Clinton’s tweet received more than 130,000 retweets and 130,000 likes in the first hour or so. That personal record for Clinton comes even though she has fewer followers on Twitter than Trump, 6.66 million to his 8.76 million.

Those numbers do not enter her into the top 10 of most popular tweets. Ellen DeGeneres still takes the top spot for her all-star selfie at the 2014 Academy Awards. That tweet garnered more than 3 million retweets in the following 24 hours. Second place goes to One Direction member Louis Tomlinson.

Obama still sits in top 10 with the tweet sent on the night of his re-election in 2012 that simply read, “Four more years,” with a picture of Obama and his wife Michelle hugging. That one was retweeted nearly 800,000 times.
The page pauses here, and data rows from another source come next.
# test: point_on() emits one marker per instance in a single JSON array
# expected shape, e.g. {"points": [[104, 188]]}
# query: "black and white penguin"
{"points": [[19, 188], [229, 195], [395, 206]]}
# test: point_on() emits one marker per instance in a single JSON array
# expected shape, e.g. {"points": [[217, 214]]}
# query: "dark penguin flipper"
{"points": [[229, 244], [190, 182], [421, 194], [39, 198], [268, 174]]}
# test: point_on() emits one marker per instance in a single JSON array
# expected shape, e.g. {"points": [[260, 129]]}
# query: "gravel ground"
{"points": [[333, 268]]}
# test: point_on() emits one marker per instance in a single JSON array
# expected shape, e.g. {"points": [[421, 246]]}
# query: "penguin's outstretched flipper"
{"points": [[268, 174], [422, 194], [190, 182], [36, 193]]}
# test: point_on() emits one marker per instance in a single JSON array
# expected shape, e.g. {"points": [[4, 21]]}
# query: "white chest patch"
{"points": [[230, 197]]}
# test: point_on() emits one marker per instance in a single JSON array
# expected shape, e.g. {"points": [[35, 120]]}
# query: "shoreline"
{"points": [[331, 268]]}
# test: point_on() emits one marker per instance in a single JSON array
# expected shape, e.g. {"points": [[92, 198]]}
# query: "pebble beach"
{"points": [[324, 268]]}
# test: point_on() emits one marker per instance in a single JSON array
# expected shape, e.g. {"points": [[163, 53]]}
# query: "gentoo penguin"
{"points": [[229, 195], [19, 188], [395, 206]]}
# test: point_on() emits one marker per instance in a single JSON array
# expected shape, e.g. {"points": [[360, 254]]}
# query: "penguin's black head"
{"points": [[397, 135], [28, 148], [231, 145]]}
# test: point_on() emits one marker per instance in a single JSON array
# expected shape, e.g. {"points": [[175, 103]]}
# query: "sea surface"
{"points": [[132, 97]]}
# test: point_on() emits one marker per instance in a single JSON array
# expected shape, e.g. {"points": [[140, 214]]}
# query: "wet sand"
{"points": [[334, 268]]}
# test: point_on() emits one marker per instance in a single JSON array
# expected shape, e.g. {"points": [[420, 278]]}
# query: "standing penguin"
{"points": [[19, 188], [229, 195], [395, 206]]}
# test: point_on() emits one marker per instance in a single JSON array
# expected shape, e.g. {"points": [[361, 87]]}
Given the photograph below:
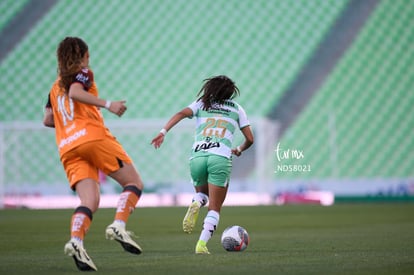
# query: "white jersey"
{"points": [[215, 128]]}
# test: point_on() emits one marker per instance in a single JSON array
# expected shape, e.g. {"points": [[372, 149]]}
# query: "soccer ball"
{"points": [[235, 238]]}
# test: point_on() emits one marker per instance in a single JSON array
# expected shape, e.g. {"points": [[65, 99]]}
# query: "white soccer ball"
{"points": [[235, 238]]}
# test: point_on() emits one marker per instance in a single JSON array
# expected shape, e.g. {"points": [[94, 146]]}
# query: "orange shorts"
{"points": [[85, 160]]}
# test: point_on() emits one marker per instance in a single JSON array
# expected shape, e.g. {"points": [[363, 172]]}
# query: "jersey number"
{"points": [[66, 115], [216, 127]]}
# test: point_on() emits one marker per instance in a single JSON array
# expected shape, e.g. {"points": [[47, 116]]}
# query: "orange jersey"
{"points": [[76, 123]]}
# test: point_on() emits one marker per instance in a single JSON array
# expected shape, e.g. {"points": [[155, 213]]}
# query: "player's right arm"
{"points": [[48, 119], [159, 139], [78, 93]]}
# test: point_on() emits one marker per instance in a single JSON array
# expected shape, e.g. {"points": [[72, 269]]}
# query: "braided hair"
{"points": [[216, 90], [70, 52]]}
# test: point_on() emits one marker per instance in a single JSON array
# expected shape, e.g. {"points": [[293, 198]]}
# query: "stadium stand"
{"points": [[155, 55], [359, 124]]}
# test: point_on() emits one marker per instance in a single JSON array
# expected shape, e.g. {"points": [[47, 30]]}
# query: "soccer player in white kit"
{"points": [[217, 118]]}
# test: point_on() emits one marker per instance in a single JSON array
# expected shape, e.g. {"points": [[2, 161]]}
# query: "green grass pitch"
{"points": [[371, 238]]}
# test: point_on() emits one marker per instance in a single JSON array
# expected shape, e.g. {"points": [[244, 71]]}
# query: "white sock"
{"points": [[121, 223], [201, 198], [210, 225]]}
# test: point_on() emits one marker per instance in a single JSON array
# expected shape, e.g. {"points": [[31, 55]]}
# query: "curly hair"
{"points": [[69, 53], [217, 90]]}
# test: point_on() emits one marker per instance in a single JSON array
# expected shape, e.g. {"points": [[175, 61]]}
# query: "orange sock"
{"points": [[127, 202], [80, 223]]}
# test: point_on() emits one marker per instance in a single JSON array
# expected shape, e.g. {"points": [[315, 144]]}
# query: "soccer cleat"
{"points": [[201, 248], [82, 260], [191, 217], [119, 234]]}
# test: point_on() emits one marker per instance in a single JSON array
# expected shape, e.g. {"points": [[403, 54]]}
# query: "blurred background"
{"points": [[327, 85]]}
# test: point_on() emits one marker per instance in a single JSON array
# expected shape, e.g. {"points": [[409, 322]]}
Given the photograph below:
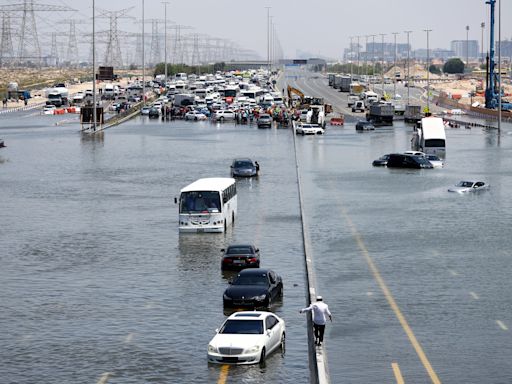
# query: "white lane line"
{"points": [[474, 295], [128, 338], [502, 325], [104, 378]]}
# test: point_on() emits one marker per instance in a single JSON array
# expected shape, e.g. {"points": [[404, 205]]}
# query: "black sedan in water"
{"points": [[244, 168], [240, 256], [254, 288]]}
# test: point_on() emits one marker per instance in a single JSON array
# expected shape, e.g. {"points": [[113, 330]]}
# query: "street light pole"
{"points": [[165, 40], [467, 47], [428, 71], [94, 112], [408, 55], [394, 67]]}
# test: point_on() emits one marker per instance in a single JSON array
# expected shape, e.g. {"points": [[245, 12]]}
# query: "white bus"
{"points": [[207, 205]]}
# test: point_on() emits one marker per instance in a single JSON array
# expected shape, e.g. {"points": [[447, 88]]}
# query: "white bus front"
{"points": [[201, 211]]}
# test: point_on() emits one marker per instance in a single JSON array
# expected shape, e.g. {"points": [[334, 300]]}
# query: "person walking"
{"points": [[320, 314]]}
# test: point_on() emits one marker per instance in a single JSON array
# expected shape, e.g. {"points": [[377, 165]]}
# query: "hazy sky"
{"points": [[320, 27]]}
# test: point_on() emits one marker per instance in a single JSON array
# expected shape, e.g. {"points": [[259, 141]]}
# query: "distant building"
{"points": [[465, 48]]}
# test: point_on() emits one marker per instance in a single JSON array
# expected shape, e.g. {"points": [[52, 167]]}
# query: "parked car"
{"points": [[435, 161], [244, 168], [195, 115], [381, 161], [240, 256], [154, 113], [364, 126], [402, 160], [469, 186], [254, 288], [224, 114], [308, 129], [358, 106], [264, 121], [247, 338]]}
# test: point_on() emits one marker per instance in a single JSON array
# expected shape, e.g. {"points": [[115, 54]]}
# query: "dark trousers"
{"points": [[319, 332]]}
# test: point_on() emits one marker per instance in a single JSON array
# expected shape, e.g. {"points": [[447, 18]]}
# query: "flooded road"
{"points": [[97, 281]]}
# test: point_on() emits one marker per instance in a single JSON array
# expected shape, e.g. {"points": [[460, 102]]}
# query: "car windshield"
{"points": [[243, 164], [254, 327], [238, 250], [200, 201], [251, 280]]}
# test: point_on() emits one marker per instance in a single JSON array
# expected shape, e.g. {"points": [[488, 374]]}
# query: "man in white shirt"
{"points": [[320, 313]]}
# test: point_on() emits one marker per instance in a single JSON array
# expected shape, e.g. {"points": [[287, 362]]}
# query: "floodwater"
{"points": [[97, 281]]}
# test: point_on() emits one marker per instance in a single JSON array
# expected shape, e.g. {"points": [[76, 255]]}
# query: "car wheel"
{"points": [[263, 355]]}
Clinton's most popular tweet before Thursday was her campaign announcement:

Interestingly, despite Clinton’s call for Trump to “Delete his account” and people claiming he violates Twitter’s hate speech policies by condoning violence, racism and sexism, Twitter CEO Jack Dorsey previously said Trump has a place on his microblogging site.

“Well, there's a counter of all the people who are correcting and critiquing and commenting on what he's saying, as well, so I think all of this is about balance. We have the world talking on this thing about the world. So we see every spectrum of idea and conversation,” Dorsey told Bloomberg.

Clinton's tweet quickly evoked its own backlash, given the secretary of state's email scandal.